Accountability for Alternative Schools in California
Continuous Improvement Series
Policymakers and educators at all levels of the system are wrestling with the virtually simultaneous implementation of four radically new and promising policy initiatives: the Common Core State Standards (CCSS); computer adaptive assessments developed by the Smarter Balance Assessment Consortium; the Local Control Funding Formula (LCFF); and a new accountability system that focuses on Local Control Accountability Plans (LCAPs) and an evaluation rubric rather than the traditional Academic Performance Index (API) scores. Few if any local actors have access to the kind of research-based information and guidance that PACE has provided California policymakers for more than 30 years. The PACE Continuous Improvement (CI) series provides California’s education leaders timely practice-based evidence and strategies to drive continuous improvement in the performance of schools and students, by reviewing field research and identifying promising practices that are underway.
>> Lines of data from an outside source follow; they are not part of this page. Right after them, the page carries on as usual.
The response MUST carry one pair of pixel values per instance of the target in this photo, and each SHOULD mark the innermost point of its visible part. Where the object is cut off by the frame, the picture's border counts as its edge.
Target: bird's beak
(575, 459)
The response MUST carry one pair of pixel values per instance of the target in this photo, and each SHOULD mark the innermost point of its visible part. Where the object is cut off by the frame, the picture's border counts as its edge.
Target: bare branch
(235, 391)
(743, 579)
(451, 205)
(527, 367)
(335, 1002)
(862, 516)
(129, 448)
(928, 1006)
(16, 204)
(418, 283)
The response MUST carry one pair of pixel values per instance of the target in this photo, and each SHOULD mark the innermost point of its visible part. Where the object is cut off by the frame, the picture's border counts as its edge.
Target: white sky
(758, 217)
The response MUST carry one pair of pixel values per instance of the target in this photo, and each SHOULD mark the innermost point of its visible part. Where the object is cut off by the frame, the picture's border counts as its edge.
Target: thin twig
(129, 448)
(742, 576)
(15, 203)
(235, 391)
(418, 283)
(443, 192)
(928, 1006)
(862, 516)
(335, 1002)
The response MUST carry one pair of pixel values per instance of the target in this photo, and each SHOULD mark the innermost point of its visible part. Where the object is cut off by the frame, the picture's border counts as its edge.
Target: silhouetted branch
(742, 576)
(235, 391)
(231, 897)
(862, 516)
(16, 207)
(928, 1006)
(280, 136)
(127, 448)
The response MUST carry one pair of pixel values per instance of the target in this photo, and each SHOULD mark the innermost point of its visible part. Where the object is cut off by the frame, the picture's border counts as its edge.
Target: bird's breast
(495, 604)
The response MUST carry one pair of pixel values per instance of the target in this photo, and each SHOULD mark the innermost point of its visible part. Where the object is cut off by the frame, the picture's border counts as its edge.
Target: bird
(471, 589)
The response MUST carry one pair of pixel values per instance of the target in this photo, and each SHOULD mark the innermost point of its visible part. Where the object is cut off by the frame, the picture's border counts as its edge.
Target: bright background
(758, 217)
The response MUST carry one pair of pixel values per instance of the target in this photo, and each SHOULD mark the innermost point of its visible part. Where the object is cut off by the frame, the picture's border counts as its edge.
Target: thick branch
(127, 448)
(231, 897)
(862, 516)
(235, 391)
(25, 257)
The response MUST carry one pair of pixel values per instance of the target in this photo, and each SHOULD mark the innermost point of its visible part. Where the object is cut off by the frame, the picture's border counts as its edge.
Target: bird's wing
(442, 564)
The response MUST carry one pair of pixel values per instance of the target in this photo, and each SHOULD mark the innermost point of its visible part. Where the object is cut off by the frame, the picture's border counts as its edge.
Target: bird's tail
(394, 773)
California’s alternative education options for youth vulnerable to dropping out of school have been established at different historical points and for different student age and target populations. For purposes of this brief, we define an “alternative school” as belonging to one of six legislatively authorized types of public (non-charter) schools that meet the definitions of the Alternative School Accountability Model (ASAM). These schools are operated by different local agencies – school districts, county school boards, or juvenile justice agencies and the courts –and governed by overlapping and sometimes legislatively superseded or otherwise inoperative portions of the state Education Code. Currently, the California Department of Education (CDE) is considering the development of a new accountability system for alternative schools that aligns with Local Control Accountability Plans (LCAP) for all public schools.
The CDE identifies almost 800 public alternative schools across the state (predominantly high schools) designed to meet the needs of credit-deficient and other youth vulnerable to dropping out before completing the minimum requirements for a regular high school diploma. California law contemplates more intensive services and accelerated credit accrual strategies in these schools so that students who are vulnerable to dropping out might have a renewed opportunity to “complete the required academic courses of instruction to graduate from high school.” In a recent review, however, the California Legislative Analyst’s Office (LAO) concluded that the state’s current school accountability system fails to adequately address alternative schools insofar as it neither establishes clear long-term objectives nor sets relevant shorter-term performance expectations for these schools. As a consequence, the CDE currently has no authoritative standards for effectively assessing school or district-level alternative school performance, for identifying alternative schools that may not be serving students well, or for providing those schools with appropriate supports and incentives for improvement.